# Computing a lower bound for permutations where ABCD is equal to its reverse (DCBA)?

Given a set of unique elements, the total number of (unique) permutations is n!.

For the purpose of my problem, there's an addition to normal equality rules (ABCD == ABCD):

• Two permutations are equal if one is the reverse of the other: ABCD == DCBA

I've found the following lower bounds (elements = lower bound):

• 2 = 1
• 3 = 3
• 4 = 15

After the number of permutations reach the lower bound, any computation is stopped, because further permutations are guaranteed to be equal to earlier permutations.

My question is:

# How is the lower bound for the number of permutations of n distinct elements calculated, that satisfies the condition ABCD == DCBA?

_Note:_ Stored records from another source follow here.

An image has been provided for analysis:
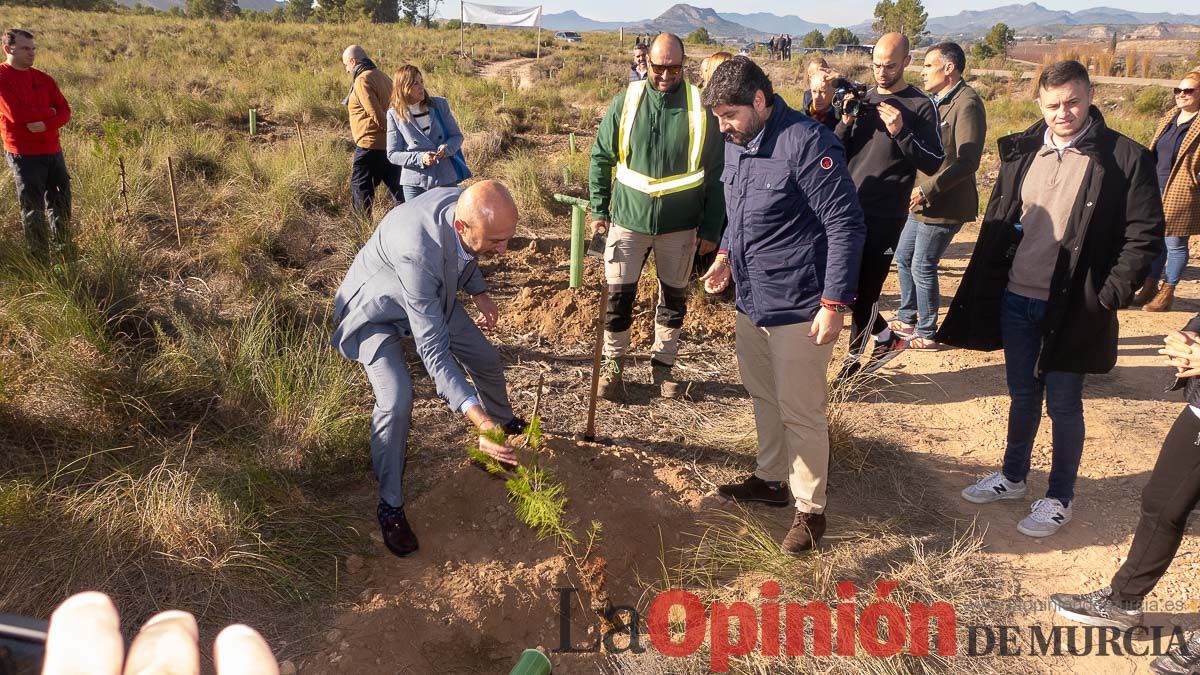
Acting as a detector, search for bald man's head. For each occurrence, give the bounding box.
[648,33,685,92]
[342,45,367,73]
[454,180,518,257]
[871,32,911,91]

• How did you find the bounds you give? Dec 21 '18 at 20:19
• Each permutation is matched with exactly one other permutation and the matching is bijective. You should be able to convince yourself rather quickly that in doing so you have effectively cut the total number of "different" permutations in half. (with the exception of the case where $n=1$) Dec 21 '18 at 20:19
• As an aside, $\dfrac{4!}{2}=12\neq 15$... if you were brute force writing each of these out, you should be more careful and check again your work for $n=4$. Dec 21 '18 at 20:20
• @MiloBrandt I wrote it out by hand Dec 21 '18 at 20:25
• The whole purpose of an introductory combinatorics course (or really, any maths course beyond elementary school) is to learn how to do calculations without having to resort to brute force listing things out and counting with your fingers and toes. Doing so to try to spot patterns is fine to a certain extent, however it should never be relied on. Brute force counting is dangerously prone to mistakes (as evidenced here). Dec 21 '18 at 20:31

First, it's worth commenting on the notation, because this is a case where clear notation makes the answer easy to see. Usually, instead of redefining equality (which leads to all sorts of headaches), one instead defines an equivalence relation, which is just some rule for grouping together objects. A common notation is to write $$a\sim b$$ to mean that objects $$a$$ and $$b$$ are equivalent. So, you might write your question as:

Let us define a relation $$\sim$$ on the set of permutations where a permutation $$ABCD$$ is equivalent exactly to itself $$ABCD$$ and its reverse $$DCBA$$.

Where you would write then be able to write $$ABCD\sim DCBA$$ with it being clear what was meant.

Then, there are things called equivalence classes which are the sets of equivalent elements; so $$\{ABCD,DCBA\}$$ is an equivalence class. Your question is essentially how many equivalence classes there are, since each equivalence class represents one "distinct" permutation under your notion of equivalence.

For instance, for permutations of three elements, the equivalence classes are as follows $$\{ABC,CBA\}$$ $$\{ACB,BCA\}$$ $$\{BAC,CAB\}.$$ If you want to find a maximal set of permutations, no two equivalent to each other, you can just choose one element from each set. You can also come up with a rule to choose one element - for instance "choose the permutations whose first item is alphabetically before its last item" will give you one representative from each class.

However, then the general count is clear: as long as you have at least two items to permute, no permutation is the reverse of itself, so every equivalence class has $$2$$ elements. There are $$n!$$ permutations, so there must be $$\frac{n!}2$$ equivalence classes.

Note that there are some rules to what qualifies as an equivalence relation - basically, they amount to saying that the equivalence classes really do group the elements - there is never any overlap between distinct classes and every element is in some class. There's plenty of resources giving more formal descriptions that one can find knowing the term.